Acidification caused by carbon emissions could bring some oceans to a tipping point.
Parts of the world’s oceans appear to be acidifying far faster than scientists have expected.
The culprit: rising levels of carbon dioxide in the atmosphere pumped into the air from cars, power plants, and industries.
The Southern Ocean represents one of the most high-profile examples. There, scientists estimate that the ocean could reach a biologically important tipping point in wintertime by 2030, at least 20 years earlier than scientists projected only three years ago. Among the vulnerable: a tiny form of sea snail that serves as food for a wide range of fish.

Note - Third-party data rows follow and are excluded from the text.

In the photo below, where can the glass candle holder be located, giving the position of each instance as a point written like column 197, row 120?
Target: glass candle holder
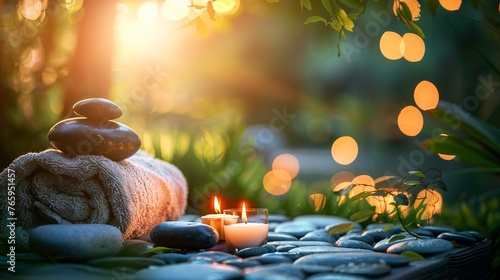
column 250, row 229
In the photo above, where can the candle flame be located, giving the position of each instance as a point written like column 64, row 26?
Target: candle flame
column 244, row 213
column 216, row 205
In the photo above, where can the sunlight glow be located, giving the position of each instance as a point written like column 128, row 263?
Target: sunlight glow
column 341, row 180
column 413, row 5
column 426, row 95
column 392, row 45
column 434, row 201
column 175, row 9
column 32, row 9
column 444, row 156
column 227, row 7
column 277, row 182
column 410, row 121
column 344, row 150
column 287, row 162
column 147, row 12
column 319, row 201
column 414, row 47
column 450, row 5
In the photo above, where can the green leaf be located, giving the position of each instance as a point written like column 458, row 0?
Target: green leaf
column 313, row 19
column 158, row 250
column 336, row 25
column 354, row 4
column 413, row 256
column 438, row 184
column 412, row 183
column 361, row 195
column 305, row 4
column 362, row 216
column 414, row 27
column 402, row 199
column 201, row 27
column 189, row 23
column 417, row 173
column 328, row 5
column 432, row 5
column 396, row 238
column 405, row 10
column 388, row 227
column 341, row 228
column 347, row 23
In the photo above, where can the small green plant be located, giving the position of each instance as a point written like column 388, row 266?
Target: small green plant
column 407, row 202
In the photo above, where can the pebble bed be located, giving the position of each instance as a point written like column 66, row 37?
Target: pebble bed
column 298, row 248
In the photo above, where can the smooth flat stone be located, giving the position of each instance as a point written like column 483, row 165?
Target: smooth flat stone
column 288, row 270
column 97, row 109
column 251, row 252
column 134, row 248
column 285, row 248
column 80, row 136
column 370, row 270
column 218, row 256
column 336, row 276
column 459, row 238
column 276, row 218
column 479, row 236
column 279, row 236
column 351, row 243
column 75, row 242
column 378, row 233
column 173, row 258
column 383, row 244
column 422, row 246
column 129, row 262
column 242, row 264
column 189, row 271
column 357, row 236
column 184, row 235
column 318, row 235
column 299, row 243
column 322, row 221
column 63, row 271
column 295, row 228
column 307, row 250
column 335, row 259
column 270, row 258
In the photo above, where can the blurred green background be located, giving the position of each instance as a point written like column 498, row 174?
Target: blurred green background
column 222, row 99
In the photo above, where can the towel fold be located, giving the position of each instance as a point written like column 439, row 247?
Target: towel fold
column 50, row 188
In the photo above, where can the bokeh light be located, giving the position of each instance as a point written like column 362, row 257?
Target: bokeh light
column 413, row 6
column 147, row 12
column 450, row 5
column 175, row 9
column 226, row 7
column 344, row 150
column 434, row 201
column 414, row 47
column 444, row 156
column 287, row 162
column 410, row 121
column 341, row 180
column 319, row 201
column 392, row 45
column 426, row 95
column 277, row 182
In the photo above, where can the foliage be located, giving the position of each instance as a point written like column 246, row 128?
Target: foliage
column 481, row 214
column 405, row 202
column 471, row 139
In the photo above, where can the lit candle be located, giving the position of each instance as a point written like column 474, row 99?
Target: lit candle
column 218, row 220
column 247, row 234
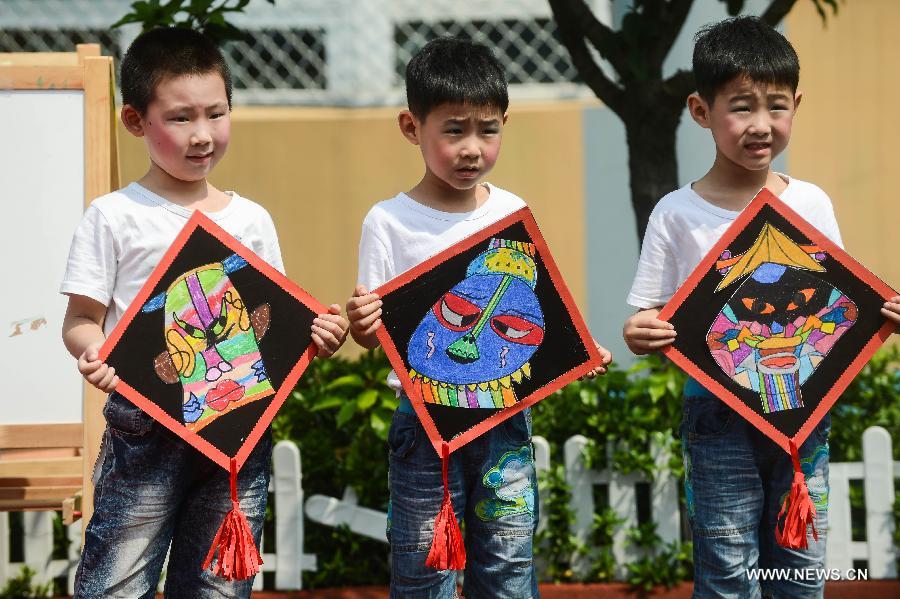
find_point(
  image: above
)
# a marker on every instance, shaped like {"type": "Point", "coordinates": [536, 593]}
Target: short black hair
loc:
{"type": "Point", "coordinates": [450, 70]}
{"type": "Point", "coordinates": [743, 46]}
{"type": "Point", "coordinates": [167, 52]}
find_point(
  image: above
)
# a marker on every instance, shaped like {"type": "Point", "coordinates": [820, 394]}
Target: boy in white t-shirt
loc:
{"type": "Point", "coordinates": [746, 75]}
{"type": "Point", "coordinates": [152, 488]}
{"type": "Point", "coordinates": [457, 99]}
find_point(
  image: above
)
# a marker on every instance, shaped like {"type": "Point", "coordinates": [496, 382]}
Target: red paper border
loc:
{"type": "Point", "coordinates": [524, 216]}
{"type": "Point", "coordinates": [767, 198]}
{"type": "Point", "coordinates": [201, 221]}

Similar trends are appearing in more temperate waters, say researchers.
The studies suggest the CO2-emission targets being considered for a new global warming treaty are likely to be inadequate to prevent significant, long-lasting changes in some ocean basins.
Scientists over the past decade have detected a clear shift toward acidity since preindustrial times. But that “is not really telling you the story” as it unfolds on smaller but ecologically important scales, says David Archer, a researcher at the University of Chicago who studies the global carbon cycle.
The new research draws on long-term data on changes in ocean chemistry and the effect of those changes on marine life. The data are giving scientists their first clear look at the importance of natural swings in sea-water acidification in estimating overall acidification trends and tipping points.